A mio avviso, il divertimento nel lavoro equivale a sviluppare un orientamento alla ricerca sistematica di stimoli e di creatività nell’attività che ognuno svolge nel proprio settore; è mantenere nel tempo uno stato mentale positivo che trasforma in arte il mestiere che si esercita, tenendo presente la necessaria fatica che comunque ogni lavoro comporta.

Da un punto di vista psicologico, tale approccio propositivo nei confronti della professione svolta è il risultato consapevole ed intenzionale dei seguenti atteggiamenti:

  1. Nei momenti di frustrazione, mi sforzo di trovare gli aspetti positivi della situazione lavorativa in cui mi trovo e li utilizzo come leva motivazionale per andare avanti
  2. La routine è una sensazione soggettiva: dipende da me fare in modo che ogni giorno sia diverso dall’altro
  3. Se mi accorgo di essere in disarmonia con le persone, il contesto e/o con la tipologia di lavoro, mi prefiggo l’obiettivo di cambiare senza generare conflittualità dal momento che tale vissuto è un mio problema
  4. Evito di attribuire a fattori esterni – L’azienda, le altre persone, la congiuntura economica, il governo – la causa della mia insoddisfazione: mi impegno in prima persona a trovare soluzioni efficaci di cambiamento.
  5. Mi impegno ad andare incontro agli altri e a comunicare perché le persone sono la vera fonte di stimolazione sul lavoro
  6. Anche io, attraverso il lavoro che svolgo, offro un servizio alla comunità: voglio quindi dare il meglio di me, tenuto conto anche del fatto che sono pagato per farlo!

Oggi le persone che in questo senso si “divertono” sul lavoro o che addirittura si entusiasmano per quello che fanno sono rare come le oasi in un deserto.

La maggior parte fatica ancora a scrollarsi di dosso il retaggio culturale del tempo dissociato: “Tempo di lavoro” vs. “Tempo libero”; oppure molti sviluppano un’insana tendenza a lamentarsi di tutto e di tutti senza però fare nulla per cambiare la situazione.

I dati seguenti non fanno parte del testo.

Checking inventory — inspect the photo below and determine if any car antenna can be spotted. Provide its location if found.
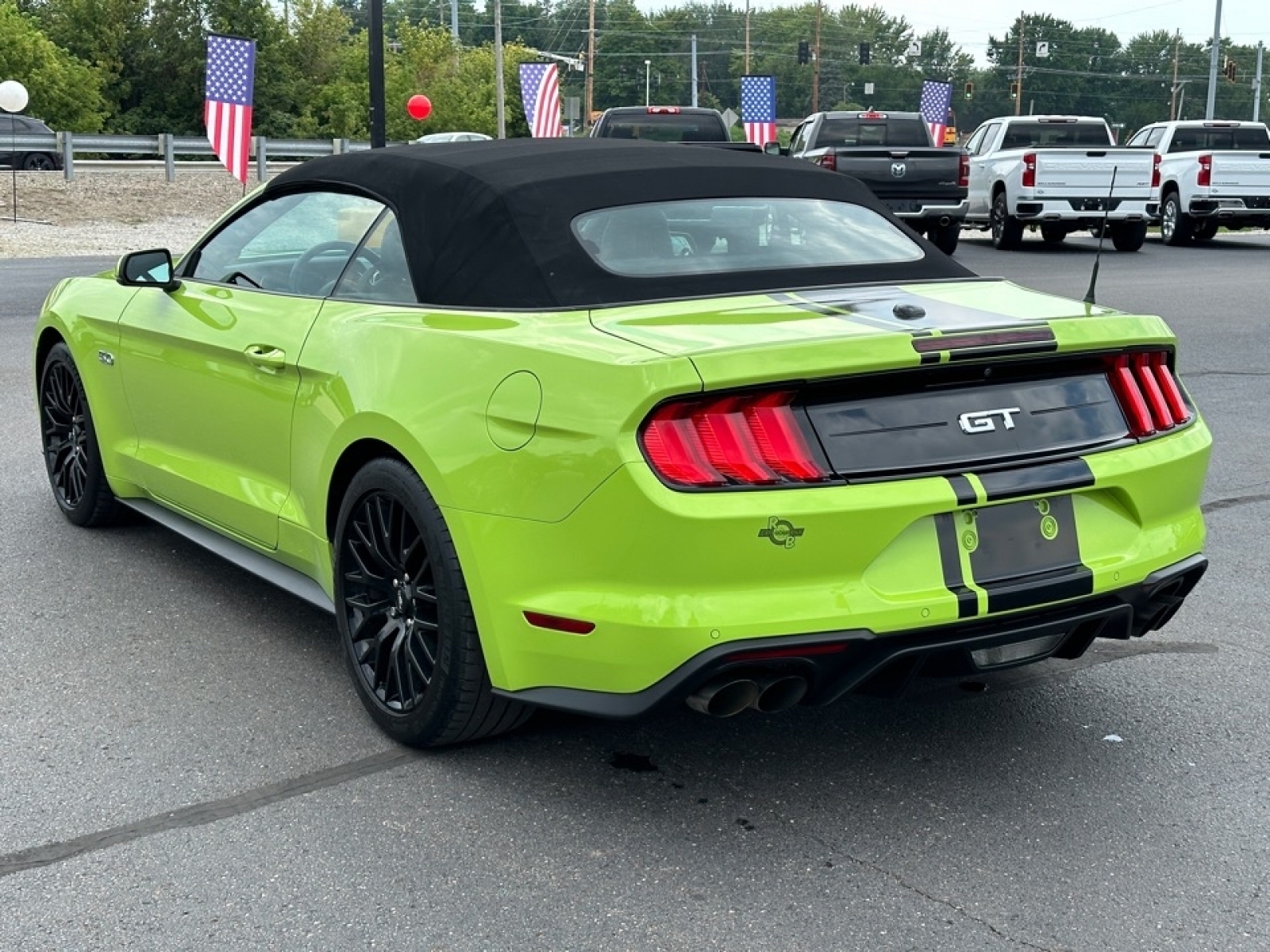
[1084,165,1116,305]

La liberalizzazione dei mercati, la flessibilità dei rapporti di lavoro, la disponibilità di maggiori risorse per il tempo personale, lo sviluppo tecnologico, rappresentano le condizioni attraverso le quali l’epoca attuale ha tentato di “liberare” il tempo lavorativo per restituire più vita da vivere alle persone.

In parte un risultato apprezzabile è stato raggiunto dal momento che oggi molte più persone effettivamente vivono più creativamente gli altri aspetti dell’esistenza ma la medaglia ha sempre due facce: stiamo assistendo ad una frammentazione e polverizzazione delle esperienze lavorative, ad una dequalificazione delle professionalità delle persone, a pressioni sui risultati agite con modalità “fiato sul collo”, al caos dei marcati identificato addirittura come la “nuova regola” di cui tener necessariamente conto.

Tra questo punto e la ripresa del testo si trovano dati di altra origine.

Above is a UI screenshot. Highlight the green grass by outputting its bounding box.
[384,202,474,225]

Ecco il motivo per cui sotto molti giardini fioriti è costantemente presente il rischio deflagrazione: essere abili nel rilevare i primi segnali di “fughe radioattive” è una risorsa fondamentale a tutti i livelli.

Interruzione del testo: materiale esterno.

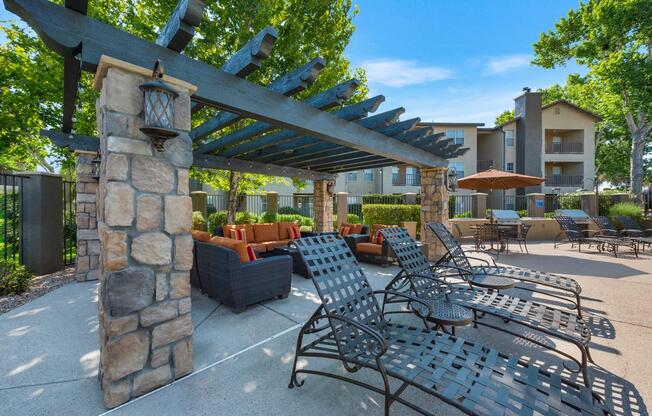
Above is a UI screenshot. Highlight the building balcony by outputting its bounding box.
[392,173,421,186]
[546,142,584,154]
[545,175,584,187]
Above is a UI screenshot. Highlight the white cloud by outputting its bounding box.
[486,55,532,74]
[360,59,453,87]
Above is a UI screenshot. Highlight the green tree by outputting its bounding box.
[533,0,652,194]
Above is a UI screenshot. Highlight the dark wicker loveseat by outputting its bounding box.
[190,241,292,313]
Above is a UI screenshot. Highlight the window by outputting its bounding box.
[446,129,464,145]
[505,130,514,146]
[448,162,464,178]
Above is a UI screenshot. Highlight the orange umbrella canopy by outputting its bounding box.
[457,169,545,190]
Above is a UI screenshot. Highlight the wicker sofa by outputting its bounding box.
[190,241,292,313]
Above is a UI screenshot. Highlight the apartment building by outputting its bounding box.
[196,88,600,195]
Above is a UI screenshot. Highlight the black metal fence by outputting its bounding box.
[0,173,29,263]
[62,180,77,266]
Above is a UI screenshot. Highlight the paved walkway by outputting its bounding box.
[0,243,652,416]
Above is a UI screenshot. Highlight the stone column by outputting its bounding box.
[421,167,450,261]
[75,150,100,282]
[471,192,487,219]
[95,57,193,408]
[527,193,546,218]
[190,191,208,220]
[313,179,333,232]
[582,193,598,217]
[337,192,349,230]
[267,192,278,215]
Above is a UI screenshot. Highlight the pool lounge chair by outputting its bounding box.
[288,236,611,415]
[381,228,593,386]
[427,222,582,316]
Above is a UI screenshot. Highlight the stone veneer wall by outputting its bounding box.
[75,150,100,282]
[96,67,193,407]
[421,168,450,261]
[313,180,333,232]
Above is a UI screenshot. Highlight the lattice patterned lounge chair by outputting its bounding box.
[555,215,638,257]
[381,228,593,386]
[427,222,582,317]
[289,236,611,415]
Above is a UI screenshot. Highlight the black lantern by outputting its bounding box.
[446,168,457,192]
[140,59,179,152]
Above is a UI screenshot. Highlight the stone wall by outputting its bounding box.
[75,150,100,282]
[313,180,333,232]
[421,168,450,261]
[96,63,193,407]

Certo, a volte un’esplosione, nonostante l’impegno a tenere tutto sotto controllo, è naturale che avvenga, credo che questo sia parte integrante della nostra condizione umana.

L’importante è sviluppare la capacità di riprendersi, di riaversi dalle crisi senza lasciare troppi strascichi emotivi.

Saper accettare con il sorriso questa nostra condizione umana, a volte anche troppo umana, è un raro segnale di intelligenza emotiva.

Una riflessione per concludere…

<<IL BEN DI STOMACO>>

“Si, ho l’ulcera. Ma forse è un bene.

Sai qual è la mia filosofia?

Certo è importante farsi due risate, non c’è discussione; ma devi anche un po’ soffrire, perché altrimenti non apprezzi più le due risate”

Woody Allen a Mia Farrow

Chi sa riconoscere ed elaborare la sofferenza – dalle proprie ed altrui esperienze – apprezza la salute come la sola vera ricchezza a cui mirare.

Chi sa riconoscere ed elaborare il fallimento – dalle proprie ed altrui esperienze – sviluppa molte più risorse per conseguire il successo rispetto a chi nasconde la testa sotto la sabbia o a chi reagisce aggressivamente.

Come il saggio ricorda: “Non sono nulla se mi considero, ma molto se mi confronto”.